The local taxi driver agreed to take us out to Belmont to see our house, $7 round-trip and 12 miles each way. It was a beautiful sunny day, blue sky, white snowy fields against dark pointed furs. Arriving at the house, we told the driver that we wanted to stay for awhile, do some planning about furnishing and that he should go back — for we would walk.

He was amazed at the idea, said "Oh no, you can't do that. I'll just sit in the cab and wait, have me a nap." But we insisted, told him we were used to hiking, so off he went, shaking his head.

In mid-afternoon, we headed back to Camden, along the plowed roads, passed few houses, met a family riding in a horse-drawn sleigh. They waved, but didn't stop. Then a station wagon pulled up and the woman driver offered a lift. When we said no thanks and that we enjoyed the walk; she shook her head and drove off with the same look on her face as the taxi man.

In town we noticed window curtains being pulled back, faces peeking out, in almost every house. After a short rest in the room, we went out to dine, in a strangely silent diner. The next morning, planning a day of sketching, we sat at the counter for breakfast in the same diner; and were greeted with a frightened belligerence.

"We ain't gonna serve you nuthin'. We don't know who you are. Where are you from? What are you doing here in the middle of winter? Just leave 'fore I call the police!"

Bewildered and angry, we left and headed for the drugstore to get a cup of coffee. On the way a burly man accosted us and demanded to see our identification papers.

"We want to know who you are and what you want here," the man said.

Shevis angrily replied, "Who are you? What the hell is going on here? All you people are acting crazy!"

"I'm the town manager and I want to know who you are and what you're doing here. Show me your identification or I'm calling the Army base right away," the man said.

"You say you're the town manager, well show me your papers, and I'll show you mine! We just bought property here, but now I don't think I want to keep it. We're artists and just came to do some sketching around here," Shevis yelled at him.

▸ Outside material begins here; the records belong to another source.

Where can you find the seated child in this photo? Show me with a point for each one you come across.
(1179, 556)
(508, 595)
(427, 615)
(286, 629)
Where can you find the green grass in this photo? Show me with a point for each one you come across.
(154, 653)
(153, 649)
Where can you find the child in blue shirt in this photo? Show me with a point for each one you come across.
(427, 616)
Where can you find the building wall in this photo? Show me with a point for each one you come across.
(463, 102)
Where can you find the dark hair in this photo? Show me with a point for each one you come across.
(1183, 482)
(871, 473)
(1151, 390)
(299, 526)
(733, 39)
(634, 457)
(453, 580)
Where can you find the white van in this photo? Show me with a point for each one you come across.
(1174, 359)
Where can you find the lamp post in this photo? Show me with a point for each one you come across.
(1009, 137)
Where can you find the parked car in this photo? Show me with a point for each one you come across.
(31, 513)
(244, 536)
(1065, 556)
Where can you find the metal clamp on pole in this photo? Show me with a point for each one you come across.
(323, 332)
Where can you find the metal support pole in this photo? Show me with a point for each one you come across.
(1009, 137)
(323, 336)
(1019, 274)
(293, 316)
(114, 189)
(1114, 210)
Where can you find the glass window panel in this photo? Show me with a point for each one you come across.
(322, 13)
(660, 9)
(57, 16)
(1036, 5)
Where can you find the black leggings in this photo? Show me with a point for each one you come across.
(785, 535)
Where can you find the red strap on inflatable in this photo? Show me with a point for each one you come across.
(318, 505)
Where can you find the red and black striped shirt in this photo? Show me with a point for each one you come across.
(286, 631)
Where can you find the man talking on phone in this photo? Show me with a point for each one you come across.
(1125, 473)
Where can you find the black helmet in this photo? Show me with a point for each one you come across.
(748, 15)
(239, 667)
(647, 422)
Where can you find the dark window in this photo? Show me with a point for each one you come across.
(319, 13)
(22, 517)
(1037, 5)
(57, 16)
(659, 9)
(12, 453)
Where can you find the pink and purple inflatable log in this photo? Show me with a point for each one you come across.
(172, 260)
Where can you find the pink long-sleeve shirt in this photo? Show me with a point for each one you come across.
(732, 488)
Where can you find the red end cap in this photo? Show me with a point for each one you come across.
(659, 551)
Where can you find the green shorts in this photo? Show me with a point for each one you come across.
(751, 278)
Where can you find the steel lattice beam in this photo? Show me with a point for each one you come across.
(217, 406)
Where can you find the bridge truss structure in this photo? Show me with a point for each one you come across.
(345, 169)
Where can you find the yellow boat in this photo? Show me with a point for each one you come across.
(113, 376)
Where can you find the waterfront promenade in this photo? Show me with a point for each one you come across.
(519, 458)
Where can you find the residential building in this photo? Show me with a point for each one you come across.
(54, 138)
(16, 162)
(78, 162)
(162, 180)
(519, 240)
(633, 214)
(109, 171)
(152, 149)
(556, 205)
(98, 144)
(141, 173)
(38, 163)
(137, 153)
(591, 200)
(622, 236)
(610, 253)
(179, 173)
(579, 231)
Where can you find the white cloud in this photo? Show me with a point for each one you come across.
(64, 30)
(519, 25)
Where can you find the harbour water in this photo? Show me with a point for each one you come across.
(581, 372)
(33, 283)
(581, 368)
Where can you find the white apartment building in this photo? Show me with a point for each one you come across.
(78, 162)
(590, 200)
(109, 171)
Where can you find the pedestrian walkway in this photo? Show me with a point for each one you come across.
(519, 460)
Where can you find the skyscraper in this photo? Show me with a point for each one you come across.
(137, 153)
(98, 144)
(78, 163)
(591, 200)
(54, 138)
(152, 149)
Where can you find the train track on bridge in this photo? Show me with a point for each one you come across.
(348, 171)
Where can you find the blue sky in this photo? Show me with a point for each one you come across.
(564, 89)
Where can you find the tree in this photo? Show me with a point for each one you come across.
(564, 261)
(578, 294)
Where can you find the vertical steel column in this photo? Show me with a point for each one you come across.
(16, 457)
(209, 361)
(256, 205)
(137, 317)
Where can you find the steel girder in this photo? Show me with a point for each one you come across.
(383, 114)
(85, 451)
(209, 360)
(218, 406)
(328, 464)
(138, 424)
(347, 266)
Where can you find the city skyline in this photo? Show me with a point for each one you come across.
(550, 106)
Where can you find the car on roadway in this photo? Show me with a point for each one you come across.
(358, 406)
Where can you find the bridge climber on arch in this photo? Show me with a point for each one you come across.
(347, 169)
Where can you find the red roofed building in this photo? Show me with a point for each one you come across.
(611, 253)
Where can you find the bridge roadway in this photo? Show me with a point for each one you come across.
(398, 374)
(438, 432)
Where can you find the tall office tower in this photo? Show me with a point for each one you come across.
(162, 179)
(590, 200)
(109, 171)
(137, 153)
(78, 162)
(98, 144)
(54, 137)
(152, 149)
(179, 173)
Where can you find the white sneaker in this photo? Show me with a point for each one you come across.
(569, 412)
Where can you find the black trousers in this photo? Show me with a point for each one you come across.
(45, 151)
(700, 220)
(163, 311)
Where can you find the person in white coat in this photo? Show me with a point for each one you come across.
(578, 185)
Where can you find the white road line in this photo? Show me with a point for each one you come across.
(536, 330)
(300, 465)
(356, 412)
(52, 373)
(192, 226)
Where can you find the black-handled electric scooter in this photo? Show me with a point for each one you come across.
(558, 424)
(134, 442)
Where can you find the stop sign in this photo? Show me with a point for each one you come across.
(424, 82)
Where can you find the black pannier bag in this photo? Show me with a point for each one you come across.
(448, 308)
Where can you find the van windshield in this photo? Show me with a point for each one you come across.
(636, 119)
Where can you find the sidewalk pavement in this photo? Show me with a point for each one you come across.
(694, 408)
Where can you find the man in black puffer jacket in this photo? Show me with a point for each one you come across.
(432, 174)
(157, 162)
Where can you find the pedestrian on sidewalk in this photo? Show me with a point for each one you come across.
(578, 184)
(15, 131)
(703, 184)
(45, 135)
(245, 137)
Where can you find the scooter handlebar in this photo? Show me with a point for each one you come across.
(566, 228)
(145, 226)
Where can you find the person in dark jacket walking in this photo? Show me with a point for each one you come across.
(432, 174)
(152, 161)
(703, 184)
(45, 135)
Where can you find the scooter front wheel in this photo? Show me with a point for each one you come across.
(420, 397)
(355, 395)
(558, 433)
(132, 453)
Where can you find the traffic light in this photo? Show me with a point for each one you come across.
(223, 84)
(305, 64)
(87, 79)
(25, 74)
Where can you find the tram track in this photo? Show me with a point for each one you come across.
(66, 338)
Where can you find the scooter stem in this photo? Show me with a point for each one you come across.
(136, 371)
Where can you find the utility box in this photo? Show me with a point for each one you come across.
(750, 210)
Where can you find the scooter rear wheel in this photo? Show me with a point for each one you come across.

"Well now," said the guy. "If you'd come here in the summer nobody would have paid you no mind at all, but coming up here in the middle of winter when their ain't no scenery to look at just don't seem reasonable at all, now does it?" He turned abruptly and hurried away.

We had normal treatment with coffee and donuts at Boynton-McKay and then walked 2 miles to Rockport Harbor. There were fishing shacks on the ice, something we'd never seen before. So standing on the bridge, we started to draw. We hardly had time to make a few lines when interrupted by a small boy, exclaiming "You can't do that! It's against the law! Don't you know there is a war on?"

A small, round man was hurrying toward us buttoning his coat as he ran. Before he even reached us, he panted, "You can't make drawings of the harbor, or take photos. You must stop!"

We were both angry and confused. Shevis said "Damn it, we're just visitors for a few days, and we're being hounded everywhere we go!"

The small round man said severely," I'll have to report you to the authorities. I'm the local warden in charge of security in this town," and off he went.

"Stell, let's get out of here. I think we've made a terrible mistake," Shevis said.